In particolare nei commi da 1 a 5 dell’art. 38 del decreto legge n. 133/2014 risulta evidente non
solo l’esclusione degli enti locali ma soprattutto si ha la marginalizzazione delle stesse Regioni,
considerate alla stregua di tutte le amministrazioni che concorrono al processo decisionale,
senza che vengano rispettate le loro competenze di cui al Titolo V della Costituzione che
presuppongono la necessità di “intese forti” nel rispetto del principio di leale collaborazione
richiamato dalla Carta.
Proprio quelle intese che vengono richiamate nella giurisprudenza della Corte Costituzionale, che in
particolare con la sua Sentenza CC n. 383/2005 in materia energetica ricorda come “Tali intese –
infatti - costituiscono condizione minima e imprescindibile per la legittimità costituzionale della
disciplina legislativa statale che effettui la “chiamata in sussidiarietà” di una funzione
amministrativa in materie affidate alla legislazione regionale, e quindi non sono superabili con
decisione unilaterale di una delle parti. In questi casi, pertanto, la volontà della Regione
interessata non può essere sostituita da una determinazione dello Stato.”
Si aggiunga, per completezza di informazioni, che la norma, così come concepita, costituisce un
arretramento anche rispetto all’attuale formulazione del vigente articolo 6, comma 17 del
Dlgs n. 152/2006, così come modificato dall’art. 35 del decreto legge n, 83/2012, per quel che
riguarda il coinvolgimento degli enti locali posti nel raggio di 12 miglia dalle aree protette
marine e costiere nella procedura di VIA e quindi nei procedimenti autorizzativi riguardanti
le attività offshore.
L’escamotage della strategicità, attuato anche in relazione a quanto disposto dall’art 35
(Inceneritori) e dall’art. 37 (gasdotti, rigassificatori, stoccaggi di gas), che sono anch’essi
all’attenzione delle nostre associazioni, costituisce una forzatura intollerabile e difficilmente
sostenibile.
Va valutato inoltre che il calcolo costi-benefici dell’impatto economico, sociale e ambientale
dell’operazione è assolutamente perdente per il Paese, quando si pensi che l’inquinamento
sistematico e il rischio di incidente mettono sotto scacco aree di pregio naturalistico e
paesaggistico, dove si svolgono fiorenti attività economiche legate ai settori delle pesca e del
turismo per cercare di estrarre petrolio di bassa qualità che potrebbe coprire, valutate le
riserve certe a terra e a mare, il fabbisogno nazionale per appena 13 mesi.
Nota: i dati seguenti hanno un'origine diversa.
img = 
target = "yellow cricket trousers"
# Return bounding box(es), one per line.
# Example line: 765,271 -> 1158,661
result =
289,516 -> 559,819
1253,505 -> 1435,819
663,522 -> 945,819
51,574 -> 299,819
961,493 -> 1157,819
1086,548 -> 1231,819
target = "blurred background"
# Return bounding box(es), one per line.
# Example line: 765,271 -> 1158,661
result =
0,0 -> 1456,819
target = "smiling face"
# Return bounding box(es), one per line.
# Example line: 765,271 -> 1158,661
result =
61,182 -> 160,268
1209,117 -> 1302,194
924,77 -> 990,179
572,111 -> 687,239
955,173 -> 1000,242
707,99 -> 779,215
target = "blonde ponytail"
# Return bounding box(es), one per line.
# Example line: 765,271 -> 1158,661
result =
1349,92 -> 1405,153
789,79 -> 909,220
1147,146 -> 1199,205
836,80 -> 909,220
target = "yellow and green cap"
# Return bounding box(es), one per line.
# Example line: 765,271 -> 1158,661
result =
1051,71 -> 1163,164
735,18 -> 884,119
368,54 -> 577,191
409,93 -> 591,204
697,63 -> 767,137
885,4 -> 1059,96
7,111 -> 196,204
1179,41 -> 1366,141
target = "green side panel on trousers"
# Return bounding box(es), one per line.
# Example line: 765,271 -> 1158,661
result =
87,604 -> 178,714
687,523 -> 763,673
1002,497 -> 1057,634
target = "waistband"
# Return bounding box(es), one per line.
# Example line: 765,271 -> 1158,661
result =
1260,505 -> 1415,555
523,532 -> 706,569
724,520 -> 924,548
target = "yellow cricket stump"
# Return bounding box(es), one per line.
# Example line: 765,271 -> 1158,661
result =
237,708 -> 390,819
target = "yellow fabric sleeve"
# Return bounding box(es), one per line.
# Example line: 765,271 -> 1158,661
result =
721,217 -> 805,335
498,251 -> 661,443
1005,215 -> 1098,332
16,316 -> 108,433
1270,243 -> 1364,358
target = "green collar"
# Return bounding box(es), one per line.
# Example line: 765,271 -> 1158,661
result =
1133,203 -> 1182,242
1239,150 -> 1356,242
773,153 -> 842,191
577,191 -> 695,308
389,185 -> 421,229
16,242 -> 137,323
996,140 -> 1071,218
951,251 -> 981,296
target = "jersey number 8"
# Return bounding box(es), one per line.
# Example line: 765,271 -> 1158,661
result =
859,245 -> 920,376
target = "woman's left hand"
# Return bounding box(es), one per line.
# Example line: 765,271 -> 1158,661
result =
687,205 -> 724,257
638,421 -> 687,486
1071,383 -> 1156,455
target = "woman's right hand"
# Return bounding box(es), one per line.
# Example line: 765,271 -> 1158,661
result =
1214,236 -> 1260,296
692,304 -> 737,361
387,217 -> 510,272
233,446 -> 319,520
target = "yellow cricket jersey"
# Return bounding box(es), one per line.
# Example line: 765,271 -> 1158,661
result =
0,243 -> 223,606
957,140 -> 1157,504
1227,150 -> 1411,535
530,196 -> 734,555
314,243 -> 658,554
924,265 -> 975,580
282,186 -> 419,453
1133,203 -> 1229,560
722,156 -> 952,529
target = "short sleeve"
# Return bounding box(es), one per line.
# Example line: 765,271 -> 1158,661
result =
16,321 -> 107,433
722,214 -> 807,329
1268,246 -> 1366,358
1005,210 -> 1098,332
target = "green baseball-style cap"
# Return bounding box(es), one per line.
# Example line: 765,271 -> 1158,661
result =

Sulla base delle elaborazioni del UNMIG-RA del maggio 2014, i titoli minerari- permessi di
ricerca, e concessioni di coltivazione- a terra, coprono ben 38.000 kmq, un’area grande quanto 3
volte l'Abruzzo. Da segnalare poi che, sempre a terra, sono da prevedersi a breve istanze di
permesso di ricerca che coprono un’ulteriore area di 14.000kmq. Sarebbe così ipotecato il
futuro di vastissime aree del Paese, come ad esempio in Basilicata, dove oltre la metà del
territorio sarebbe sottoposto alla servitù petrolifera. In mare l'area interessata da titoli minerari
è di 15.000 kmq, a questa si devono aggiungere i 46.000 kmq circa delle istanze di permesso di
ricerca e prospezione, localizzate in specie nel Mar Adriatico, Mar Ionio, Canale Di Sicilia, e
Mar Balearico nel quadrante nord-occidentale della Sardegna.